Today, in many organizations, management and financial analysts tend to focus and spend significant efforts on analysing historical sales, current income data and cashflow as a path to guidance for the assessment and interpretation of financials and growth in revenues.
But there is an increasing need for organizations to shift their focus and time towards a strategic indicator which can act as the key determinant of sales growth, financials, or valuation. That is financial forecasting.
Forecasting as a strategic tool is becoming increasingly crucial and indispensable for assessing and improving the business value. For instance, an organization’s enterprise value financially is based on its present discounted value of its free cash flow projections. Through forecasting of future cash flows, you can develop a game plan for achieving the earning objectives. Insights into the future say for 2 to 3 years ahead, can help evaluate the viability and effectiveness of your business strategy with a focus on meeting longer term goals.
Furthermore, forecasting can guide from an operational perspective such as for instance, to realize a 3X growth in the future, what sort of operational initiatives and core product or services business drivers should be augmented. This would let your business to change and tune its resources, process, and technology elements between making longer term strategic investments and tactical, short-term sales & marketing investments.
Financial forecasting as a strategic tool has the following attributes and correlation to your business aspects that you need to understand and leverage.
- The ability to make longer-term forecasts on company’s resource requirements and financials such as revenues and cashflows. Insights into a long-term horizon can help elucidate the effect of improvement in Organizations’ new plans and capability building measures which has less relevance on a shorter-term.
- Forecasting as a strategic tool can help reaffirm your organization’s industry and market position. Forecasting that is accurate and that can quantify uncertainty can provide deeper insights about how your industry and market is evolving and your addressable market share in a national or international market. The available strategic options for business growth based on forecasting can provide a conjecture about what sort of new resources and capabilities you require and how you can steer growth towards results.

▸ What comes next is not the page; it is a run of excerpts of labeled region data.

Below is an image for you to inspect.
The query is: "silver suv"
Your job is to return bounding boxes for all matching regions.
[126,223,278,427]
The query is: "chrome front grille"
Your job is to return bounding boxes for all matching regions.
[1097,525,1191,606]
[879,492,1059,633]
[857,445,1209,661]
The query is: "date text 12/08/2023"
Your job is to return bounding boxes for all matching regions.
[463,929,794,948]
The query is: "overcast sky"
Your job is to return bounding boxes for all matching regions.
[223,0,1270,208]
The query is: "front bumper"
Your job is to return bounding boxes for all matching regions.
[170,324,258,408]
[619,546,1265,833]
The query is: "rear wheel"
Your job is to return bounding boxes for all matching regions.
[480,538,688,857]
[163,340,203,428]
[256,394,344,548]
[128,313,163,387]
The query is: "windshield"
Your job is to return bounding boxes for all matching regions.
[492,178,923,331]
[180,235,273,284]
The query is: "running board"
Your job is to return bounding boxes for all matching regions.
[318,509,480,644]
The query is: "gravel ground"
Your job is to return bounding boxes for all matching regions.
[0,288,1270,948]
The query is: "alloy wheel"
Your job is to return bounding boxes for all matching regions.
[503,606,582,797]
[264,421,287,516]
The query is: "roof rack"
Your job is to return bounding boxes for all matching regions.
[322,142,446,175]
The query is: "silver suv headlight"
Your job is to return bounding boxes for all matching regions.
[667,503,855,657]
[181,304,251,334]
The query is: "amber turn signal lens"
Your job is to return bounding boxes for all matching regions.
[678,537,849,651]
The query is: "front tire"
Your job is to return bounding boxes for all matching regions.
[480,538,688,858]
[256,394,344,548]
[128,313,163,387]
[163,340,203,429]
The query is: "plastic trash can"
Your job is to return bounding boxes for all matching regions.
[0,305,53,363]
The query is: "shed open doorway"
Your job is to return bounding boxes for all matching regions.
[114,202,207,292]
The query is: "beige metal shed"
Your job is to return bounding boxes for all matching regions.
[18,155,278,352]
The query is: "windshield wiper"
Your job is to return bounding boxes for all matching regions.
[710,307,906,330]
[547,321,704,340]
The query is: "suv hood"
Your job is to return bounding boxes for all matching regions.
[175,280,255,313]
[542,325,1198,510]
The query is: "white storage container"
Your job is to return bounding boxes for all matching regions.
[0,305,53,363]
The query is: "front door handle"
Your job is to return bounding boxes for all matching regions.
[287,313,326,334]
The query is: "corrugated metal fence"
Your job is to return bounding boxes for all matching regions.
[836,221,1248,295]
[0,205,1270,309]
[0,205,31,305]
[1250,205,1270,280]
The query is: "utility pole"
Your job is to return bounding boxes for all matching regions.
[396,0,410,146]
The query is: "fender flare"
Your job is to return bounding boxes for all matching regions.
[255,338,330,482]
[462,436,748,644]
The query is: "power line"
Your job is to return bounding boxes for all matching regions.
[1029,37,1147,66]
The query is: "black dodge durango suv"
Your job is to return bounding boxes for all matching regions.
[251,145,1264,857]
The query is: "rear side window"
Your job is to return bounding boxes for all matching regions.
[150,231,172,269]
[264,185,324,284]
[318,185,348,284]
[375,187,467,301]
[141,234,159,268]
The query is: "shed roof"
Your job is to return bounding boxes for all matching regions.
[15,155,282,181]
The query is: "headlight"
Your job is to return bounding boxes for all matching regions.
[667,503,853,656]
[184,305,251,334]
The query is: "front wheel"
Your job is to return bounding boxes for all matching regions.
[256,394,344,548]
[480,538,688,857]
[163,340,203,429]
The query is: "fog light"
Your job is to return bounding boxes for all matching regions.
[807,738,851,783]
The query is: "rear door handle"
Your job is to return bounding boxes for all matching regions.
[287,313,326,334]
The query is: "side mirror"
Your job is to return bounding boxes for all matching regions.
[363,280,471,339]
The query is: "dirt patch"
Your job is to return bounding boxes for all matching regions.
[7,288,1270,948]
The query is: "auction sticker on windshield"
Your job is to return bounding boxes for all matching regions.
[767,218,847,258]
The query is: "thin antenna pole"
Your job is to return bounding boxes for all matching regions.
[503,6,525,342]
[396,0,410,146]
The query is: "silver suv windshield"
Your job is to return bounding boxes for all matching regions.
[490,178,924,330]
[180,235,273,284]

- Your organization’s projected growth rates and profit margins especially given a longer-term should shed light on the industry competition and your differentiation. So, if you forecast higher growth rates, you must explain the core drivers, competitive edge, sustainable factors and how much further you would penetrate the markets. Furthermore, projecting into the future and an after-horizon, post-mortem assessment would seek actions for changes, remediation, and improvements from your other business departments.
- A great forecasting can drive stakeholders across your organization to think, plan and act effectively in ways to meet your business growth and financial targets in each industry context and mark dynamics. Therefore, your organization should consider assessment of outcomes of forecasting performance as an opportunity to learn and understand business gaps and challenges and hence be informed and prepared for fine-tuning its choices in business.
- Forecasting in your business is an ever-active process and an observable gauge, that should be periodically updated to observe changes in your operations and market. Rolling forecasts are particularly important if your organization is in an in evolving market or if you have ongoing transformational initiatives. Revised, rolling forecasts epitomize the perspective that business do not typically go according to plan and therefore there is a need to actively peek in to the future, track adjust and then continue to head in the most relevant and promising directions.